Monday, October 16, 2006
More on the Decline of Institutionalism (at least in Congress)
As part of my erstwhile attempt to bore the living daylights out of most of you, I’m going to continue to rant about the decline of what I’ve termed “institutionalism” (I don’t really want to take credit for the term, so if anyone can point to another more respected scholar who has used the term in a manner similar to the way I do, please let me know). This time, however, I’ve got a couple of concrete examples from today’s Washington Post. Returning to previous form, click read more to see the rest of the post.

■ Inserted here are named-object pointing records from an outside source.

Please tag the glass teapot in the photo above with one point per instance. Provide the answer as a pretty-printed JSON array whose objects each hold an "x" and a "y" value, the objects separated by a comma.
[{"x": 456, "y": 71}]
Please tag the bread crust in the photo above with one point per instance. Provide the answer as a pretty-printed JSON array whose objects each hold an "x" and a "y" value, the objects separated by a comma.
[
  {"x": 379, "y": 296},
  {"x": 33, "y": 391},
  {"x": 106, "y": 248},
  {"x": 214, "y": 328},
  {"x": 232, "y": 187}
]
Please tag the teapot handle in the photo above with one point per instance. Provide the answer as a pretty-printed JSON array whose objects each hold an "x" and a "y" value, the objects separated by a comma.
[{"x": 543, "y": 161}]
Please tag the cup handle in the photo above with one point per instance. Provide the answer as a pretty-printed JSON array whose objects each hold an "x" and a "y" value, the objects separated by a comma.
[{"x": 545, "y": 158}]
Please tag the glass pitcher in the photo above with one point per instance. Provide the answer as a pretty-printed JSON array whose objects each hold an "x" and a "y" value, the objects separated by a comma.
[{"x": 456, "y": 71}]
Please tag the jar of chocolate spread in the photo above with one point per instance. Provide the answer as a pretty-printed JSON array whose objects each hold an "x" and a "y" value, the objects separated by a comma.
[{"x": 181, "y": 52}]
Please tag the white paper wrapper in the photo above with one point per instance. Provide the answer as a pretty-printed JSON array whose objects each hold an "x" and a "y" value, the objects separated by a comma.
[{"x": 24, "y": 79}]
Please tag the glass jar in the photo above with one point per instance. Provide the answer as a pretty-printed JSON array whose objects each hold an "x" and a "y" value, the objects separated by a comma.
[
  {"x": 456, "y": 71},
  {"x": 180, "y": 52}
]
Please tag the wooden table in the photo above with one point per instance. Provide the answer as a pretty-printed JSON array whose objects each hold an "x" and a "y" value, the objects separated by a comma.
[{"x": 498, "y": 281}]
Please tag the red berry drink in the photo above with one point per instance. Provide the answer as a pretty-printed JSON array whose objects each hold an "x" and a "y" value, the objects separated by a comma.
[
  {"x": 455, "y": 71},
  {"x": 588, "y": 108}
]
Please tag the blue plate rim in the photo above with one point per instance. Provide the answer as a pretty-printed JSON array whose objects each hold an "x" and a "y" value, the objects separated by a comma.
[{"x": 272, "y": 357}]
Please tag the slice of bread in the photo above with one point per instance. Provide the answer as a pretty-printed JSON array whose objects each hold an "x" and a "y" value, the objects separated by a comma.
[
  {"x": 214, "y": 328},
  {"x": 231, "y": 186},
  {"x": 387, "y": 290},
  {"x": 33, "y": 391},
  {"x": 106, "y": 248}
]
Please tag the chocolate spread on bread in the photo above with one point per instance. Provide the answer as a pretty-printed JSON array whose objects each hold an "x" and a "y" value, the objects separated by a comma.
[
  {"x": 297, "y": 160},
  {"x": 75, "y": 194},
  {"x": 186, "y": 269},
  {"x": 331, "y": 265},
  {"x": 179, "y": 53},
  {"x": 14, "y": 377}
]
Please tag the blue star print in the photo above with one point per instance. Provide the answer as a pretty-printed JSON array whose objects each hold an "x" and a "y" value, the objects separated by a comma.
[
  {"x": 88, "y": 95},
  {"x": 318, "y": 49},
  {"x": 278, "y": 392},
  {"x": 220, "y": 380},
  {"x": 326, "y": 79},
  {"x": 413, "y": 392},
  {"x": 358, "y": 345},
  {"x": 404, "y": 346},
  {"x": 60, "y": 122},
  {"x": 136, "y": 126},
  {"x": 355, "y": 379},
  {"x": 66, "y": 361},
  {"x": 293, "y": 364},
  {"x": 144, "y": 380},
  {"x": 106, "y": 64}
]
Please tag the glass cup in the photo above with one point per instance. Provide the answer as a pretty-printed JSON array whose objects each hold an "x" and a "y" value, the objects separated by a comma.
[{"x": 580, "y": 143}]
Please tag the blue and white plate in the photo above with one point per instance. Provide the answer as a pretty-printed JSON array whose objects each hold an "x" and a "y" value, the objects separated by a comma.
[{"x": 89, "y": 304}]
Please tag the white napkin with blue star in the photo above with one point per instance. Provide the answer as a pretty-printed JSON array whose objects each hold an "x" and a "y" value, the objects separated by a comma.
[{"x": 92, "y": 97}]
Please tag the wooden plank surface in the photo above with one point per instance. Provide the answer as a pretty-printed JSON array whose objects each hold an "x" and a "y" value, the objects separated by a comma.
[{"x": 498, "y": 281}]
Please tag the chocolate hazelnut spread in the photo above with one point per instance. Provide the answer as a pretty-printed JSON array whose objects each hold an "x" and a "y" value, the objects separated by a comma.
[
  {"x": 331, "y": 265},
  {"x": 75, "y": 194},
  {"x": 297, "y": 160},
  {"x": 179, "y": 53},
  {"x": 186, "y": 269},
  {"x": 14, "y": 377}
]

The first story is a front pager, albeit below the fold, about Speaker Hastert and his inner circle with respect to their dealing with the Foley issue. I’m not concerned or interested at all in the specifics of the story as they relate to “Foley-gate,” rather I found a couple of comments much more worthy of exploration. At several times the article notes that Hastert is the leader of the GOP caucus and that his focus has been on running that group as opposed to being the leader of the House of Representatives. For example, the article notes that “[e]ven Hastert’s defenders acknowledge that his top priority as speaker has been protecting the GOP majority, not investigating the president or his own caucus.” A couple of other quotes, one from a Democrat and one from a Republican, seem to bear this observation out. According to Rham Emmanuel (D-Ill), “[w]hen it’s come to a choice between the integrity of the House or the Republican majority, he's always put his thumb on the scale to protect the majority.” According to Grover Norquist, “… everyone knows he represents the caucus agenda, not his own agenda.”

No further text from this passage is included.